Despite in-person cooking classes not being held this summer due to the COVID-19 pandemic, the Airdrie Rotary Community Kitchen has continued to build social connections within the community.
Meghan West, the kitchen co-ordinator, said the organization – which is an Airdrie Food Bank initiative – pivoted its programs to an online format early into the pandemic.
"We wanted to put out some positive content to give people something to engage with," West said. "More than ever, I think people are looking for creative solutions to connect."
Anyone wanting to learn how to make a pie, movie night snacks, cinnamon buns, breakfast cookies, and more could tune in to the kitchen’s Instagram Live videos, which were hosted by West from her kitchen throughout March, April and May.
"We would post the ingredient list earlier in the week, and then whoever wanted to participate could tune in – there was no participation fee," she said.
Although there are no more live sessions scheduled for the rest of the summer, West said they might do a "rainy-day pop-up" class at some point. The kitchen's Instagram handle is @airdrie.community.kitchen.
More formal cooking lessons have also moved online, according to West, including the seven-week Food Explorers class, which had youths aged eight to 12 learn to cook different recipes every week to improve their food and literacy skills.
West said six households signed up for the class. Making sure all the young cooks were safe and had a supervisor during the more difficult tasks was one of the challenges, as it wasn't something the kitchen had to focus on when the program was held in-person.
"The first week we were doing something on the stove, and I said, "OK, whoever your helper is should help you with your frying pan," she said. “And I'm just waiting to see someone else show up in the little Zoom grid. Fortunately, all of them had someone pop up."
West added there were challenges in adjusting to teaching in the new format, as well.
"For me, as the facilitator, the learning curve was pretty steep," she said. "When you're working in a big group in a kitchen, no one notices if you drop your rolling pin or spill sauce all over your apron.

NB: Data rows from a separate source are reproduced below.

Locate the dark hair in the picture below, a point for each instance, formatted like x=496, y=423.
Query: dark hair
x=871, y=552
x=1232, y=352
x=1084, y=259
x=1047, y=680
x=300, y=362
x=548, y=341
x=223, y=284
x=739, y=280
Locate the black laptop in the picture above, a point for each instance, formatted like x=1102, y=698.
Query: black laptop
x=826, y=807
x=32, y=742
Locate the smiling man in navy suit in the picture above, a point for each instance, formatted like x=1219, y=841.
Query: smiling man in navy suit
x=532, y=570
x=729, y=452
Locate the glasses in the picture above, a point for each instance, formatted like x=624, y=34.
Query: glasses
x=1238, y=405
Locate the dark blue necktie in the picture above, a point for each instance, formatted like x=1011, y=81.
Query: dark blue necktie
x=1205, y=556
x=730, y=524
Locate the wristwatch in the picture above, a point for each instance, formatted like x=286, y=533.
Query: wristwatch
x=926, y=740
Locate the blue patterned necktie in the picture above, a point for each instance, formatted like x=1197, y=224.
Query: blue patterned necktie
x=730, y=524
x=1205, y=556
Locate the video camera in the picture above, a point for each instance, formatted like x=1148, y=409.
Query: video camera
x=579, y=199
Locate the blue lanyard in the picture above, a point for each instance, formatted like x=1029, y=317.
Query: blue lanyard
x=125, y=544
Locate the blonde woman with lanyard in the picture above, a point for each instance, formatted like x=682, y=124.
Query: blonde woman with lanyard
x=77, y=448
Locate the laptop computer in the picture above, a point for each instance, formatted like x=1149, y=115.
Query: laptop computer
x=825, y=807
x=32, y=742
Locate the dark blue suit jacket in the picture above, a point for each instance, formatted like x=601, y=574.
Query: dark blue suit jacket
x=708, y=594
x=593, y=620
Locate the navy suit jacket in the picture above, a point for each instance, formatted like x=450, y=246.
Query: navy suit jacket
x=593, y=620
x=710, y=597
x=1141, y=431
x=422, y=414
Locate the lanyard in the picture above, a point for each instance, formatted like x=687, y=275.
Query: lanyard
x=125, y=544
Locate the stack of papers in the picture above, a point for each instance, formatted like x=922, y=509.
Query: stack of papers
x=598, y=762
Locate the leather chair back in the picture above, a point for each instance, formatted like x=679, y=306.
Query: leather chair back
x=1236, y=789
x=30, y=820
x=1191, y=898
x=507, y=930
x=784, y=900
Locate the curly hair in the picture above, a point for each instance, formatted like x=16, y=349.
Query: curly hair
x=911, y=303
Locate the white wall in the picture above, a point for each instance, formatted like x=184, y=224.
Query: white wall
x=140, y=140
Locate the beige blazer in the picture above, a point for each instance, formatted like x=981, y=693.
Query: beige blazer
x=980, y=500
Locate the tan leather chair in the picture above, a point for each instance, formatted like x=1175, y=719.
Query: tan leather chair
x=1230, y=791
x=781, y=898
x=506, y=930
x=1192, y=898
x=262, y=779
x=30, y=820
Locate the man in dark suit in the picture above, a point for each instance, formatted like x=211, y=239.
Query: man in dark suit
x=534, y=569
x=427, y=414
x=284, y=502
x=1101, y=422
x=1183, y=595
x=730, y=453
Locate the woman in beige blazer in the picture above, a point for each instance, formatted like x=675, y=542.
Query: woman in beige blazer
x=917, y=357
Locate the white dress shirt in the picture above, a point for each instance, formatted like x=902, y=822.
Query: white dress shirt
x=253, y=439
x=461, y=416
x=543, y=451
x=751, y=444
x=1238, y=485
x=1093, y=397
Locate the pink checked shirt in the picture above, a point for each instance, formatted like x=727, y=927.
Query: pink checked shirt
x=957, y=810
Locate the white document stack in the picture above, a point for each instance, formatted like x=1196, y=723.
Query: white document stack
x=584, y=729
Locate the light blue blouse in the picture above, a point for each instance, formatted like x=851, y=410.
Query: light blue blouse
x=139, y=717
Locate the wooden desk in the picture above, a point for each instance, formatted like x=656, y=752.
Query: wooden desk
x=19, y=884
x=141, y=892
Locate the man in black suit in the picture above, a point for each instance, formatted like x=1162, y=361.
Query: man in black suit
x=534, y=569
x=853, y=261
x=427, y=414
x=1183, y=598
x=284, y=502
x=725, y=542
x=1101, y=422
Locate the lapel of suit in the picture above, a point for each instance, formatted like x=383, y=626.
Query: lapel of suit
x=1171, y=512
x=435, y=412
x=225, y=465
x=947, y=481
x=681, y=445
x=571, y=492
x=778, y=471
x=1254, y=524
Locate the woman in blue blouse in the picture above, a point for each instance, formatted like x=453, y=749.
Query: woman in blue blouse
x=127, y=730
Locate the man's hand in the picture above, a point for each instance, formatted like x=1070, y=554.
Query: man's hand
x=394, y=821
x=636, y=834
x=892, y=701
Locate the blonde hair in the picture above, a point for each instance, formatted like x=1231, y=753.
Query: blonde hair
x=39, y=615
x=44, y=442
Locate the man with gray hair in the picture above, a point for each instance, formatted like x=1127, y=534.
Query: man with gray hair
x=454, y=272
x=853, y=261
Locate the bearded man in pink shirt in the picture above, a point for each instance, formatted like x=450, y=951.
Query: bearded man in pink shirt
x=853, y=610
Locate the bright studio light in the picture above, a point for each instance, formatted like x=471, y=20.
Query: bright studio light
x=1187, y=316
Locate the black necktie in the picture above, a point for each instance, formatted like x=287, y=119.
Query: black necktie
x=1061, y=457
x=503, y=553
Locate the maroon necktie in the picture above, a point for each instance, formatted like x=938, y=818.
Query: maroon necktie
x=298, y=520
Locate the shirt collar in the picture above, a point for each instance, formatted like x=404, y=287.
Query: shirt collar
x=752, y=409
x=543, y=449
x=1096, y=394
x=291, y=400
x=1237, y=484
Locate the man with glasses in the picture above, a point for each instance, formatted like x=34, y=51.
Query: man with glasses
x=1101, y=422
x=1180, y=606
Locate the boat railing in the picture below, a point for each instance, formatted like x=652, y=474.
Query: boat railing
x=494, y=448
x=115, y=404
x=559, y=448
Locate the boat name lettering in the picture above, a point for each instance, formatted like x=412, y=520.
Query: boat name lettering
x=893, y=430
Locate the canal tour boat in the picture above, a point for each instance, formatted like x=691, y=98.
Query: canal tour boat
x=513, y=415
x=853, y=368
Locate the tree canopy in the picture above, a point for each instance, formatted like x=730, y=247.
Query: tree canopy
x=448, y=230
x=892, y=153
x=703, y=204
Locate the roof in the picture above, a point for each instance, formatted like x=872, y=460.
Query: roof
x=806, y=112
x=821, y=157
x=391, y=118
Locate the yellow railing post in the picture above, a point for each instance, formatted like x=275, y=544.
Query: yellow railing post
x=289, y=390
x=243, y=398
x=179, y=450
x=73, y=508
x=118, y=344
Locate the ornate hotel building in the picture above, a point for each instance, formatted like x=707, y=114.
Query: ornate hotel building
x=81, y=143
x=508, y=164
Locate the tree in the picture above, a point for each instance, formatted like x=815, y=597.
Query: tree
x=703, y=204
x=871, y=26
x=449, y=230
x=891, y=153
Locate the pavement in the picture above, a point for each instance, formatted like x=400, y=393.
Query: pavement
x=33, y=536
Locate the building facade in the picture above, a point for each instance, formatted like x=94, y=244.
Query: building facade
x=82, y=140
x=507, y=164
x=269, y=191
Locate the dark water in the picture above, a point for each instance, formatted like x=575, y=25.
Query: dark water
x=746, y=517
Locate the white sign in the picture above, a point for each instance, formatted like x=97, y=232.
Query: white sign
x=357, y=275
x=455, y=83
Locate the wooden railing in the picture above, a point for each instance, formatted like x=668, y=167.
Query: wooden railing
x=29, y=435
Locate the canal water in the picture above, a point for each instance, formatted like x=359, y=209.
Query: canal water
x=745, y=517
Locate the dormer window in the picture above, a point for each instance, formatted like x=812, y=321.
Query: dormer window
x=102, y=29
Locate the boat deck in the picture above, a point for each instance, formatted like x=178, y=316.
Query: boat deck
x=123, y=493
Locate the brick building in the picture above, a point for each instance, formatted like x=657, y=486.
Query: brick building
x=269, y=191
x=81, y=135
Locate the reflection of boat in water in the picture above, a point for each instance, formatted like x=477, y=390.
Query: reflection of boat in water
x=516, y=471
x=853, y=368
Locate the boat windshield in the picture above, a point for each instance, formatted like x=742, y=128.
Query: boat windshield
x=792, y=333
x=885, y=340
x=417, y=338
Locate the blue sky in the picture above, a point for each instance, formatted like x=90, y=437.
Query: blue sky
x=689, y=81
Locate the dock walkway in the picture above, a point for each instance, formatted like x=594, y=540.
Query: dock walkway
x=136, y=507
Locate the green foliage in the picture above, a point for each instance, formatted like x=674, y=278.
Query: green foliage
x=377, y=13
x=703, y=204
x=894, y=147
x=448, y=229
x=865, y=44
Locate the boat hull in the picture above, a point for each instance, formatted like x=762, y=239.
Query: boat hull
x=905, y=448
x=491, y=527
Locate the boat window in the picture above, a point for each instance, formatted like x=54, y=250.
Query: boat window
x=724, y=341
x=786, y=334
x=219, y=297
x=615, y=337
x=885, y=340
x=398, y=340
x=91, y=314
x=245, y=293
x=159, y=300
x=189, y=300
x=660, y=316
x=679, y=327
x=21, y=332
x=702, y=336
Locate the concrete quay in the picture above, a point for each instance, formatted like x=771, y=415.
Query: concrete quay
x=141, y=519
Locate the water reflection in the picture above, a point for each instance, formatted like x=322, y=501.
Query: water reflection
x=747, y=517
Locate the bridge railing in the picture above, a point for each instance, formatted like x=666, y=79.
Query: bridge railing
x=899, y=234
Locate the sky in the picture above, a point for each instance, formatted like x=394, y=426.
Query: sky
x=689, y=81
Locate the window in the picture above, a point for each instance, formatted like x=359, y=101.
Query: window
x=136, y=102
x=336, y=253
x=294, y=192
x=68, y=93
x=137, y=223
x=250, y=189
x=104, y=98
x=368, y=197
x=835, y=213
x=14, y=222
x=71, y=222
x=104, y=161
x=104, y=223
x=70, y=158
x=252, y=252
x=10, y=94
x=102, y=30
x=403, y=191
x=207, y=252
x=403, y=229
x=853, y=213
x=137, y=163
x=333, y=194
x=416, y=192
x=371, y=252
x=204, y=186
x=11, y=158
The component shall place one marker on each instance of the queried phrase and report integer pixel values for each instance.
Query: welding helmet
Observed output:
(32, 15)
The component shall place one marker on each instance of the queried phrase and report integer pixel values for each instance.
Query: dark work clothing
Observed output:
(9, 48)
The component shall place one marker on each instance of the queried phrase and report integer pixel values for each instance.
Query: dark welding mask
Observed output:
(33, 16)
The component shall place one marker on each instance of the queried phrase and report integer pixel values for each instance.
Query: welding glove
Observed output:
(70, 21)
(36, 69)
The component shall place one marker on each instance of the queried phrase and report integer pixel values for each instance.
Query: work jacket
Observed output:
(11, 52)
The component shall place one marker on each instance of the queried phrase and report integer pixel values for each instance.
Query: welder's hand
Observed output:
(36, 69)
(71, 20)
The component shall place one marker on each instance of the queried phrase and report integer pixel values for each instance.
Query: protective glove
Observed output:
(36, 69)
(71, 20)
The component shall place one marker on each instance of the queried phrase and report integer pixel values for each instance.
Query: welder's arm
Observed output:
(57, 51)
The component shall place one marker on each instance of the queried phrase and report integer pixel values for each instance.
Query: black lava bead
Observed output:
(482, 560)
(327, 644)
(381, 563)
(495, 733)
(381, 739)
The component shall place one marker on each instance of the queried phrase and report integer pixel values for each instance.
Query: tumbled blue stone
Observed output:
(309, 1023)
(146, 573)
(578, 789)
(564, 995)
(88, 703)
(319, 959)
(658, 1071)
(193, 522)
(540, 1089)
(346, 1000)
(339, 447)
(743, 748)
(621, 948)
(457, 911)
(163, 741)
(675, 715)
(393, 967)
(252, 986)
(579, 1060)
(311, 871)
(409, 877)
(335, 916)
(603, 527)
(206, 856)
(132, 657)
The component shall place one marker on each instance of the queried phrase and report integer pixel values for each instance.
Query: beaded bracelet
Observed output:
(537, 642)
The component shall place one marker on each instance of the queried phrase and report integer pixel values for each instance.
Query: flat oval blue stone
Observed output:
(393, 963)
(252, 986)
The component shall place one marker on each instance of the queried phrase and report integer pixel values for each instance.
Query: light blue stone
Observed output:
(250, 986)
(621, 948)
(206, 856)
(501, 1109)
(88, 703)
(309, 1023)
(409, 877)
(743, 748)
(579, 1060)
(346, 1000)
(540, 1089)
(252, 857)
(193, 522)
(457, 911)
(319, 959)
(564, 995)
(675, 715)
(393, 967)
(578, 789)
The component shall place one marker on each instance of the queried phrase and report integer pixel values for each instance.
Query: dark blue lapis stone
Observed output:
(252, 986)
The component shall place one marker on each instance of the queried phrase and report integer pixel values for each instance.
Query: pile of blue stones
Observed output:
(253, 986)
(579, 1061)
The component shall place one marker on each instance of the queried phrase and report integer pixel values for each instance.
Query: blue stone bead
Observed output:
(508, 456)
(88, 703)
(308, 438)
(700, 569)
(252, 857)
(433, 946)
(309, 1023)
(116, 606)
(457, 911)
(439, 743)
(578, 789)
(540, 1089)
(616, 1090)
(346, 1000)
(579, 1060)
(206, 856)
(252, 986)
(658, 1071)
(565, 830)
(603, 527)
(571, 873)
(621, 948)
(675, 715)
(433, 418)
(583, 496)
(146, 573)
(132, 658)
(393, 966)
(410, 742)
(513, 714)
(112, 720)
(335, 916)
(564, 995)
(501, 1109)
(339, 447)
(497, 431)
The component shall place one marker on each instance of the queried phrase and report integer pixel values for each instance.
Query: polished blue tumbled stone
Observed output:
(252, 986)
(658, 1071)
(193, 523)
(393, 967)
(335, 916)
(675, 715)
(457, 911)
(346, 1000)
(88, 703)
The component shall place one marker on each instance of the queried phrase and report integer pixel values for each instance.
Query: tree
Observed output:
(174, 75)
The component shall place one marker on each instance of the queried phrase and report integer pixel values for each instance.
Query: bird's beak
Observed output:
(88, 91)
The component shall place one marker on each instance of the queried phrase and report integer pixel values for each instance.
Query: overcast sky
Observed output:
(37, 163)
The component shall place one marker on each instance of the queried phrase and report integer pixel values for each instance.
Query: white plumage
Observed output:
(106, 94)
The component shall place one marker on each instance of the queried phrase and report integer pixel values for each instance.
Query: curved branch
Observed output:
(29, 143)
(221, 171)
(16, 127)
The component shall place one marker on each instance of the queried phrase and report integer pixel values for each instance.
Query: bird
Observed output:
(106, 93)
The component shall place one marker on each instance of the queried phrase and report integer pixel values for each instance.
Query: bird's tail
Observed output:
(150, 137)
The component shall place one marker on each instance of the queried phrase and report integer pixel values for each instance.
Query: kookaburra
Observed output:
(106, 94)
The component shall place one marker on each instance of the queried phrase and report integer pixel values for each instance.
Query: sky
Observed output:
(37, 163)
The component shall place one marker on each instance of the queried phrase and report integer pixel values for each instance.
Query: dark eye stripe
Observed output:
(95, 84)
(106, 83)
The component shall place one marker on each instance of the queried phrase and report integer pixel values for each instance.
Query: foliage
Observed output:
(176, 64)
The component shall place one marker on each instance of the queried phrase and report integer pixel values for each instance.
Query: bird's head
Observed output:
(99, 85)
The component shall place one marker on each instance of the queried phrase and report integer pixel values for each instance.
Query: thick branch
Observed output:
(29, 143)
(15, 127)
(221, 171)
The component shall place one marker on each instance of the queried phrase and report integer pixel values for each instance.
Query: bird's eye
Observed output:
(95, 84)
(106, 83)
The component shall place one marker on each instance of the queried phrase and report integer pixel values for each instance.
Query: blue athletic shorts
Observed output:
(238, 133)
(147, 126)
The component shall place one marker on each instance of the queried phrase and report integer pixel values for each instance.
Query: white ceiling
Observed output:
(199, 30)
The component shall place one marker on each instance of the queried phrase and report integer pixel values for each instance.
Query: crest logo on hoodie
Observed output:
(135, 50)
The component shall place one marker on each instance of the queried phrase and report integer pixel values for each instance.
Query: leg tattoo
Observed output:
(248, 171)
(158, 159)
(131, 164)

But being the person on the screen, there were a couple of moments when I felt really clumsy."
Now that the Food Explorer program has wrapped up, West said she suspects everyone is feeling a bit "Zoom-fatigued" and would rather enjoy the nice weather outside. Therefore, classes are done for the summer but will start up again in the fall in an online format.
"I miss being in the kitchen with everybody," she said. "I look forward to when we can do that again. But for now, we're doing what we can and connecting in the ways that make sense."